Einen erneuten Höchststand habe die politisch motivierte Kriminalität erreicht, sagte de Maizière: "Das liegt insbesondere an der deutlichen Zunahme der politisch motivierten sogenannten Ausländerkriminalität um mehr als 60 Prozent. In diesem Bereich werden beispielsweise Straftaten im Namen von ausländischen extremistischen Organisationen wie dem sogenannten IS, der PKK oder der Tamil Tigers erfasst." Auch die Zahl der Straftaten mit rechter Motivation nahm zu, während weniger linksmotivierte Delikte registriert wurden.

Ein besonderes Augenmerk legte de Maizière bei der Vorstellung der polizeilichen Kriminalstatistik auf die Zahl der Zuwanderer unter den Tatverdächtigen, die im vergangenen Jahr um fast 53 Prozent gestiegen ist: "Da gibt es nichts zu beschönigen, das gilt für nahezu alle Deliktbereiche. Und leider - das zeigen die Zahlen - geht der deutliche Anstieg im Bereich der Gewaltdelikte vor allem auf einen Anstieg der durch Zuwanderer verübten Gewaltdelikte zurück."

Zuwanderer werden Opfer von Zuwanderern

Bei den Gewaltdelikten gebe es ein Prozent mehr deutsche, "aber knapp 90 Prozent mehr zugewanderte Tatverdächtige" im Jahr 2016. "Zur Wahrheit gehört genauso aber auch Folgendes: 80 Prozent der Zuwanderer, die Opfer einer Gewalttat wurden, waren Opfer der Gewalt eines anderen Zuwanderers. Das macht es absolut nicht besser, gehört aber zu einem vollständigen Bild dazu."

Verantwortlich für die Gewalt unter Zuwanderern könne auch die beengte Unterbringung in Erstaufnahmelagern sein. Auch die Sozial- und Altersstruktur der nach Deutschland gekommenen Flüchtlinge spiele eine Rolle, so de Maizière: "Die Kriminalitätsbelastung der 18-21-jährigen Männer ist auch unter Deutschen vier Mal so hoch wie bei der Gesamtbevölkerung.
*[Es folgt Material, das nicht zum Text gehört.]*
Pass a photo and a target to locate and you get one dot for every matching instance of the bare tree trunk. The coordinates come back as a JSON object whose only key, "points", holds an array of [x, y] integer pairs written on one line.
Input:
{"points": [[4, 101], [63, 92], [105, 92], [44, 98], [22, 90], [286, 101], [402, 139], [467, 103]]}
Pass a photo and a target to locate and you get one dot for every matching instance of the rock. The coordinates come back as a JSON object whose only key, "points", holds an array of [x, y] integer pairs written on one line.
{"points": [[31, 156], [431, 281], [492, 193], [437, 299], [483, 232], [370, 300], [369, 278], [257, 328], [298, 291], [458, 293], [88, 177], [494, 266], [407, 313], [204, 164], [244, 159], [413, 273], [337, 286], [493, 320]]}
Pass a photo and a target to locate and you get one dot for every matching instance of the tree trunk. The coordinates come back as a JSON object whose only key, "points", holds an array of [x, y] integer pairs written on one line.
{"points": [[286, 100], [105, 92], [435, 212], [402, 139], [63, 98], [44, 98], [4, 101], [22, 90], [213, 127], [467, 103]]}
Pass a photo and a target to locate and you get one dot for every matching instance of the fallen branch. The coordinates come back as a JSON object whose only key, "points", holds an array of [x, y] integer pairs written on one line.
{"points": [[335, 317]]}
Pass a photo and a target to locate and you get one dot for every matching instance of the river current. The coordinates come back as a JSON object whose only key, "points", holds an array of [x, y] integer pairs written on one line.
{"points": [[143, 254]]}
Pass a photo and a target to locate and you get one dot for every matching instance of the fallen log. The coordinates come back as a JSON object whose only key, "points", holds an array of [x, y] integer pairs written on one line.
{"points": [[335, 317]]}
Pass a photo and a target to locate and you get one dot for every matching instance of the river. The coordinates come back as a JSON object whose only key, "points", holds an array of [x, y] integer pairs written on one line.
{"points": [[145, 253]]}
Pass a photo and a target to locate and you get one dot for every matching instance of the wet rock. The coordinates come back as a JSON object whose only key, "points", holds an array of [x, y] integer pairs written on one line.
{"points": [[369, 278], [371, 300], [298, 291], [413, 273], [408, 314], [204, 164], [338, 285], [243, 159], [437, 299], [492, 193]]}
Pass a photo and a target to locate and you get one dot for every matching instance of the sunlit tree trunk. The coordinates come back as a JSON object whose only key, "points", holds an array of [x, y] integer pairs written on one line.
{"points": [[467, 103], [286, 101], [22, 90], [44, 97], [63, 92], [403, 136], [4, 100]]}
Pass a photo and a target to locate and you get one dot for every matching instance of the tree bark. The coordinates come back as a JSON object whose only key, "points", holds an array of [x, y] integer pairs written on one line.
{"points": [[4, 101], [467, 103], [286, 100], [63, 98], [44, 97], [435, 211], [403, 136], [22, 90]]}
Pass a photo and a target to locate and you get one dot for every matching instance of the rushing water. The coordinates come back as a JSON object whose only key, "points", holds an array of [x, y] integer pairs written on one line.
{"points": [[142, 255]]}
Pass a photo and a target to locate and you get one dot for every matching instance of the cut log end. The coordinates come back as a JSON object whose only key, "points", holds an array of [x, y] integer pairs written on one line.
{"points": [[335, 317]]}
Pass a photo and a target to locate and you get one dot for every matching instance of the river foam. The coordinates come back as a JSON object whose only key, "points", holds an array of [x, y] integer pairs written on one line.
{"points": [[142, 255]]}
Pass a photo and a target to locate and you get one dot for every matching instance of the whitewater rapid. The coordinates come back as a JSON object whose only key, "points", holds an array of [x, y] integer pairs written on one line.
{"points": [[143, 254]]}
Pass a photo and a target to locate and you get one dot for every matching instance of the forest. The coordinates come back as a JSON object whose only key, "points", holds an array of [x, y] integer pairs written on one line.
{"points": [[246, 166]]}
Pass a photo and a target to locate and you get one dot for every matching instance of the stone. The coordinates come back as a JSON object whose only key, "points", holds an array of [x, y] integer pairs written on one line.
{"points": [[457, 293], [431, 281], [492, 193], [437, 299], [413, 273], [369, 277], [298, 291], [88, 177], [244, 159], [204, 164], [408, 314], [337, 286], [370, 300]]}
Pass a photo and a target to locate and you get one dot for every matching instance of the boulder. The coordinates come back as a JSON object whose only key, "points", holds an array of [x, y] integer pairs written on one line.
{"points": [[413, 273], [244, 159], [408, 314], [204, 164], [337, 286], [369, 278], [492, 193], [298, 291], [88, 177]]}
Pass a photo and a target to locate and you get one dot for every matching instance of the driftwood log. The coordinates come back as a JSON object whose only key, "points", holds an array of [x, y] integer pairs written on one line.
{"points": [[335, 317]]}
Da die meisten Zuwanderer junge Männer sind, überrascht es kriminologisch nicht, dass deren Kriminalität vergleichsweise hoch ist."

Intensivtäter schneller abschieben?

Der sächsische Innenminister und Vorsitzende der Innenministerkonferenz, Markus Ulbig, hob hervor, dass einzelne Intensivtäter unter den Zugewanderten die Statistik verfälschten: "Es ist nicht hinnehmbar, dass eine kleine Anzahl von Zuwanderern das Bild über die Flüchtlinge in der Öffentlichkeit prägt. Und für Sachsen kann ich sagen: circa ein Prozent der Zuwanderer sind für fast 40 Prozent der Straftaten in diesem Bereich verantwortlich."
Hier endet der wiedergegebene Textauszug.